Il riferimento alla partita di ritorno contro il Borussia Dortmund in Champions League sottolinea l'importanza del momento per l'Atalanta, che vede nella partita contro il Napoli un'iniezione di fiducia fondamentale per affrontare l'impegno europeo. La crescita della squadra sotto la guida di Palladino è evidente, e la consapevolezza nei propri mezzi è un fattore chiave per affrontare le sfide future.
Sul presunto fallo da rigore per un contatto tra Hien e Hojlund, Palladino ha risposto in modo deciso: "L'episodio l'ho visto chiaramente. Hien affronta Hojlund nell'uno contro uno ed era in vantaggio. Si vede assolutamente una trattenuta con il braccio, e viene spinto a terra. Per me è un fallo chiaro ed evidente perché c'è un contatto. Capisco la posizione del Napoli, ma per me è tutto molto chiaro ed evidente.
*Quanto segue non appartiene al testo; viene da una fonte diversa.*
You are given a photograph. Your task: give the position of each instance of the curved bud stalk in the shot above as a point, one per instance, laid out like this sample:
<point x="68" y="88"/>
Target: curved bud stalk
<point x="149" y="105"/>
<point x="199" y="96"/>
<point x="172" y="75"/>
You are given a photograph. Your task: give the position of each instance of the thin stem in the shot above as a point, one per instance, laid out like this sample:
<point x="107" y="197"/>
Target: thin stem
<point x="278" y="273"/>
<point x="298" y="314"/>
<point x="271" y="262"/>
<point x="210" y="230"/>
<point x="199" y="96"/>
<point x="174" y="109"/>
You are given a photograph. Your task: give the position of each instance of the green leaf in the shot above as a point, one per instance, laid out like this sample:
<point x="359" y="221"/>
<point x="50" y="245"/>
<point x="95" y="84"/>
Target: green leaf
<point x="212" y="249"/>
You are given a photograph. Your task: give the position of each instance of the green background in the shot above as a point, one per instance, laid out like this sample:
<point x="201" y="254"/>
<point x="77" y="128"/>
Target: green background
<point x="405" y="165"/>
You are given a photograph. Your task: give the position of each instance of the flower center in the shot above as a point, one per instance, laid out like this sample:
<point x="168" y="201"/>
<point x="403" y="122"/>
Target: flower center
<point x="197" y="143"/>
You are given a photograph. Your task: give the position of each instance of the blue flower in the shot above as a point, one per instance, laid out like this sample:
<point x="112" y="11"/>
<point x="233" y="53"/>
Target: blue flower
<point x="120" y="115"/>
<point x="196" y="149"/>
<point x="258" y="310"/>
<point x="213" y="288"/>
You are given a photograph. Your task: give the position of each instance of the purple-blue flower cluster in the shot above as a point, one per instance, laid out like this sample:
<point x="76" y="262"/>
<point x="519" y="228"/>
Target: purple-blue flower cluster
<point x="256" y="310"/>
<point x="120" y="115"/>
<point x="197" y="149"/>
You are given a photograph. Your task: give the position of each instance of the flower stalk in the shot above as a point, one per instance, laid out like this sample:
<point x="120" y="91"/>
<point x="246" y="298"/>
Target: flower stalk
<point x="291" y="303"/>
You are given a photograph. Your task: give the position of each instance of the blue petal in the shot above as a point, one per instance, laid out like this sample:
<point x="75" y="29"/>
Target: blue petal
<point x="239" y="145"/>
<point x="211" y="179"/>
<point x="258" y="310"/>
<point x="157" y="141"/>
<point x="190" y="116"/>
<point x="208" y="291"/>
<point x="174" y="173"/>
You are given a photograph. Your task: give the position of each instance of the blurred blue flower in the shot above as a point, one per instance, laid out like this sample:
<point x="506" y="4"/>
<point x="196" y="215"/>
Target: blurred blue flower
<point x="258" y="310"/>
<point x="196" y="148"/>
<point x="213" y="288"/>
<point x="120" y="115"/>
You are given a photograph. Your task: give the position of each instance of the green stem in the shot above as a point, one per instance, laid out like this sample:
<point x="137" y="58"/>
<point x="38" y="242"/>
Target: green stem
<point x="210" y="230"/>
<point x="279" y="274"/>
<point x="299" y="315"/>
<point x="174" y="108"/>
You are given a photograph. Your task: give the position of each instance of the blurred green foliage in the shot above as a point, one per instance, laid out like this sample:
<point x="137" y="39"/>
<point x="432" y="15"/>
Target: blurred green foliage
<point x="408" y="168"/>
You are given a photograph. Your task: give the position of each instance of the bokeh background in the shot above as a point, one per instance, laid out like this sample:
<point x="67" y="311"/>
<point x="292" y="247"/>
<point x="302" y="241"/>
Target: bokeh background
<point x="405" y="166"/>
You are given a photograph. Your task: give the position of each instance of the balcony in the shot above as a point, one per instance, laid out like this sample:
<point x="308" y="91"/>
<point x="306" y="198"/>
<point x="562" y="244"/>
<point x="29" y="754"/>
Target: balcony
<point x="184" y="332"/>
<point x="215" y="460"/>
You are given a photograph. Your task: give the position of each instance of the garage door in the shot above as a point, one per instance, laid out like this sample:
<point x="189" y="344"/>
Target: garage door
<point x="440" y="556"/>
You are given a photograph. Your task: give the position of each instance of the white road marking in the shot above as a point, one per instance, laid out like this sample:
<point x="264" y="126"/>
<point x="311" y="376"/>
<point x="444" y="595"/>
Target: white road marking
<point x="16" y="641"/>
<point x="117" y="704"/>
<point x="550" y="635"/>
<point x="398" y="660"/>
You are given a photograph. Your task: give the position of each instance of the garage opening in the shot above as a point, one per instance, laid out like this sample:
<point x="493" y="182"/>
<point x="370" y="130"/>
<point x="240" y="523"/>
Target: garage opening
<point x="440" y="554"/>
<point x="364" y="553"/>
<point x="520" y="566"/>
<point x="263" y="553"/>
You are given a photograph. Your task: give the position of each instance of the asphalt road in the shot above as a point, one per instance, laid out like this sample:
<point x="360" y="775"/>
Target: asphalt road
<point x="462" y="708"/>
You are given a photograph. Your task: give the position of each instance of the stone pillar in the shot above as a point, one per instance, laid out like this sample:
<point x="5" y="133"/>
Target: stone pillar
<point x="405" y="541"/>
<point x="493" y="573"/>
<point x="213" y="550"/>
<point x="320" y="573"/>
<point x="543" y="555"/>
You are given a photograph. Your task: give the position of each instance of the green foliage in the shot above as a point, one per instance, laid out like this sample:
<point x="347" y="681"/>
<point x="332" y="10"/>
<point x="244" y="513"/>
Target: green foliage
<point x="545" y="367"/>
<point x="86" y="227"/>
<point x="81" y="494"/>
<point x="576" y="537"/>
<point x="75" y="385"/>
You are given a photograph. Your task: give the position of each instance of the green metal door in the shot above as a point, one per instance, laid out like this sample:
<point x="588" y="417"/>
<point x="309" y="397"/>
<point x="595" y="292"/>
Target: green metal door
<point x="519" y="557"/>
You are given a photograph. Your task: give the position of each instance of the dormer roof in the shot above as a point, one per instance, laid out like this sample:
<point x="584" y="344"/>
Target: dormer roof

Hien mi ha confermato di essere stato buttato giù".
La presa di posizione di Palladino sull'episodio arbitrale è netta e decisa, evidenziando un potenziale punto di svolta nella partita. Tuttavia, l'allenatore ha voluto sottolineare che la partita è stata una grande battaglia, e una bellissima partita al di là dei singoli episodi controversi.
Palladino ha poi concluso analizzando le sue scelte tattiche durante la partita: "Quando preparo una partita, preparo il primo tempo, il secondo tempo e i cambi nella mia testa, tenendo in considerazione anche possibili espulsioni. La mia idea era di essere più verticali nel primo tempo, e Sulemana ha stancato tutta la difesa del Napoli. Siamo stati un po' sterili nel primo tempo, mentre nel secondo ho cercato di aprire le maglie avversarie. Sono felice per Samardzic, è un ragazzo che sta trovando poco spazio, e in settimana gli ho chiesto di darmi una mano. Io insisto tanto nel riempire l'area, e oggi l'ha fatto bene". L'analisi tattica di Palladino rivela una preparazione meticolosa della partita, con un piano ben definito per affrontare le diverse fasi del gioco. La capacità di adattamento e la valorizzazione dei singoli giocatori sono elementi chiave della sua gestione tecnica.
Le parole di Palladino riflettono un allenatore ambizioso e determinato, consapevole della crescita della sua squadra e pronto a affrontare le sfide future con grande fiducia. L'Atalanta, sotto la sua guida, sembra aver trovato una nuova identità e un nuovo slancio, con l'obiettivo di raggiungere traguardi sempre più importanti sia in Italia che in Europa.